[EM] Why care about later-no-harm or prohibiting candidate burial?

Dave Ketchum davek at clarityconnect.com
Mon Feb 21 14:07:22 PST 2011


HOORAY for thinking!  Too rare around here!

Dave Ketchum

On Feb 21, 2011, at 4:27 PM, Kathy Dopp wrote:

> I can't help wondering why anyone would think it beneficial to have
> either later-no-harm or burial prevention in a voting method.

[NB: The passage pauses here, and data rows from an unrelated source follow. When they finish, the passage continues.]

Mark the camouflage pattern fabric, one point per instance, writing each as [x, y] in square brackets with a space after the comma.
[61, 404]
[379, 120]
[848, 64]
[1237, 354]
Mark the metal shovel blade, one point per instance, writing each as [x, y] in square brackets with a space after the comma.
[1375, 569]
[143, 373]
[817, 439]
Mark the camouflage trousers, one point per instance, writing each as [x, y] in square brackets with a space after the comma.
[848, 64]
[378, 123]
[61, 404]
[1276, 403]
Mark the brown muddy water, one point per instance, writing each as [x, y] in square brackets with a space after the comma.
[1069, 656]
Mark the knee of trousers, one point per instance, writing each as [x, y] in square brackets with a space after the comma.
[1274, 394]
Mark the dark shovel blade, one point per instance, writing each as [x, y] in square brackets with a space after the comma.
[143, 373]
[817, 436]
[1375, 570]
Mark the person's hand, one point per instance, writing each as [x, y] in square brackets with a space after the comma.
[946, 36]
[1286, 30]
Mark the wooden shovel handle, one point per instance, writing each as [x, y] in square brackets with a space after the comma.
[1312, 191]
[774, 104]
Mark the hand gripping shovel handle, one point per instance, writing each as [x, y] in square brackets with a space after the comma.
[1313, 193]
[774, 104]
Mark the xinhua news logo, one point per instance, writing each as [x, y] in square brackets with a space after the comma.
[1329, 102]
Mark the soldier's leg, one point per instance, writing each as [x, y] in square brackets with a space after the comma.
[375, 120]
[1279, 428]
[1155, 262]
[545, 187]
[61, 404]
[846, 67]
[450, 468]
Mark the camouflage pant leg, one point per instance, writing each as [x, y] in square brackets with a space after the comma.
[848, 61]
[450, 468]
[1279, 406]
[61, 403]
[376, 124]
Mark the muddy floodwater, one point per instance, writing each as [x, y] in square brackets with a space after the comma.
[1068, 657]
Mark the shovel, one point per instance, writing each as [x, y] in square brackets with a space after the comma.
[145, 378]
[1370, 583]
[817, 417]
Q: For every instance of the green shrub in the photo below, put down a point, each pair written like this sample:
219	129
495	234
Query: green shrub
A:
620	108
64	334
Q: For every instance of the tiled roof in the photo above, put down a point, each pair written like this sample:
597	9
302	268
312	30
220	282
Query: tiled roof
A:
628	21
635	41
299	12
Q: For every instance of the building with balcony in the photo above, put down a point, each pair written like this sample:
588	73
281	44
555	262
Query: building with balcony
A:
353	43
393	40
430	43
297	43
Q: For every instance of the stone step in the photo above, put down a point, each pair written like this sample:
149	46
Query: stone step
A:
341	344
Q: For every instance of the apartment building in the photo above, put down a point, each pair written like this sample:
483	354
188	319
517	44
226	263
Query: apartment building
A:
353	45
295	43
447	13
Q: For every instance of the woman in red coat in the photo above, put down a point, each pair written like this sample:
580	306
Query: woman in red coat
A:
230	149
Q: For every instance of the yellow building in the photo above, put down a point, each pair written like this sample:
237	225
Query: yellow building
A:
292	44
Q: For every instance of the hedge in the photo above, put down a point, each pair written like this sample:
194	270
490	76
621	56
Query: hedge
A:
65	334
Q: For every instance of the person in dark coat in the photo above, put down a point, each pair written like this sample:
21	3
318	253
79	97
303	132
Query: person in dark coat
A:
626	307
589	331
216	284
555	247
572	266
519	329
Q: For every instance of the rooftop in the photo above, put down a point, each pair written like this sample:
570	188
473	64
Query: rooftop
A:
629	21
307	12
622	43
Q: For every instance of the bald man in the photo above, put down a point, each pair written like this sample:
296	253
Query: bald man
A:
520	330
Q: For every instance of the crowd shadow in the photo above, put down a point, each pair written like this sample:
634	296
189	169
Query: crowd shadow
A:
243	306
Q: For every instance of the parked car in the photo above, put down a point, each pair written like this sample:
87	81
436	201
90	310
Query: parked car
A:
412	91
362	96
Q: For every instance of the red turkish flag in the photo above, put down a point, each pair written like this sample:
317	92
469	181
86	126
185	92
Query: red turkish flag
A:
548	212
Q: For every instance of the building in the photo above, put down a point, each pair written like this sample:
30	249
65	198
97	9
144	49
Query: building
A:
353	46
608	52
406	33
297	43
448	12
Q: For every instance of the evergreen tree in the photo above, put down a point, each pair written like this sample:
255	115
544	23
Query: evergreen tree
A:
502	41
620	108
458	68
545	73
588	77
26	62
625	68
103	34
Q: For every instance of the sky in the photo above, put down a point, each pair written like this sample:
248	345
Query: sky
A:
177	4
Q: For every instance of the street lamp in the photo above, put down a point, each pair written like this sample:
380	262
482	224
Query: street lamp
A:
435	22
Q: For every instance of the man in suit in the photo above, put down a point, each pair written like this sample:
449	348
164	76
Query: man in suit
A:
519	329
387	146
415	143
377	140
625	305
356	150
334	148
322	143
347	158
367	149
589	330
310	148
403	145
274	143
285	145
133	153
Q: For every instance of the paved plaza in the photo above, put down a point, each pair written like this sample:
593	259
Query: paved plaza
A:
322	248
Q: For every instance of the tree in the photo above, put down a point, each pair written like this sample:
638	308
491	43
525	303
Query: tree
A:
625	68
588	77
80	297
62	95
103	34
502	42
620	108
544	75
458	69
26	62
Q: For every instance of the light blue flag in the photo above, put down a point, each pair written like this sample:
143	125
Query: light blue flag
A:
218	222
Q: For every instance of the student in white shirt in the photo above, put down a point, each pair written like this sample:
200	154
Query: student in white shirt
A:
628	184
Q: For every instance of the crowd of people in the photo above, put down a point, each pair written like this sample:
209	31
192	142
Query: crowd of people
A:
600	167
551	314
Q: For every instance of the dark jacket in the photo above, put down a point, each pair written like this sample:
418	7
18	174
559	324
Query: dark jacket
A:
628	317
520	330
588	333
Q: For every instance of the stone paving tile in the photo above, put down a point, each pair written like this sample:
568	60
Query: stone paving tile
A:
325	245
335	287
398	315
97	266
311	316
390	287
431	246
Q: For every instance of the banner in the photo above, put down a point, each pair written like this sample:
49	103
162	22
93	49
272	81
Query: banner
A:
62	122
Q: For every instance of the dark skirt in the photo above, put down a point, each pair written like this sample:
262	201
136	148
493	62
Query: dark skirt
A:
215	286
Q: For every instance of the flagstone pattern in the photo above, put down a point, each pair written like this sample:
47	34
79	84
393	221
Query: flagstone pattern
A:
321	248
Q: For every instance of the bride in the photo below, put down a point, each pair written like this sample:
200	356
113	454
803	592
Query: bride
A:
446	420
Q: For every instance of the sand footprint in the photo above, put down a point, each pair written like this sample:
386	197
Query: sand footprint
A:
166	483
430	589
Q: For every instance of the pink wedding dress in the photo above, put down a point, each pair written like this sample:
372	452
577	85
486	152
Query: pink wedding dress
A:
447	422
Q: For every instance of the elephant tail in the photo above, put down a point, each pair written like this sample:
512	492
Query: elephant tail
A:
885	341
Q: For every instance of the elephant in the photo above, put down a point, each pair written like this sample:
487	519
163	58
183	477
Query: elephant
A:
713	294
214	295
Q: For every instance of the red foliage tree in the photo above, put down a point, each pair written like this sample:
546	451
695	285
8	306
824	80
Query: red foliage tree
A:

Here is
> why:
>
> 1. later-no-harm prevents finding compromise candidates, and thus is
> not a desirable feature of a voting method, and
>
> 2. if a voter tries to bury a candidate, then logically it can only be
> (unless the voter is acting against his own interests) because he
> would rather have any other candidate more than the candidate he tries
> to bury.  Allowing a voter to express which candidate he would like
> least is a good feature, not a bad one.  All the talk about a voter
> preferring in truth a candidate 2nd and then burying that candidate
> below other candidates he prefers less, and thus giving those other
> candidates he prefers even less a better chance, well is simply
> illogical drivel.
>
> So why all the talk of trying to invent voting methods that have two
> very bad traits - later-no-harm and disallowing burial?  I don't see
> why anyone would want to spend the time trying to devise such a flawed
> voting method as to prohibit finding compromise candidates that more
> voters like and to prohibit a voter from ability to contribute to
> preventing his least favorite choice from winning.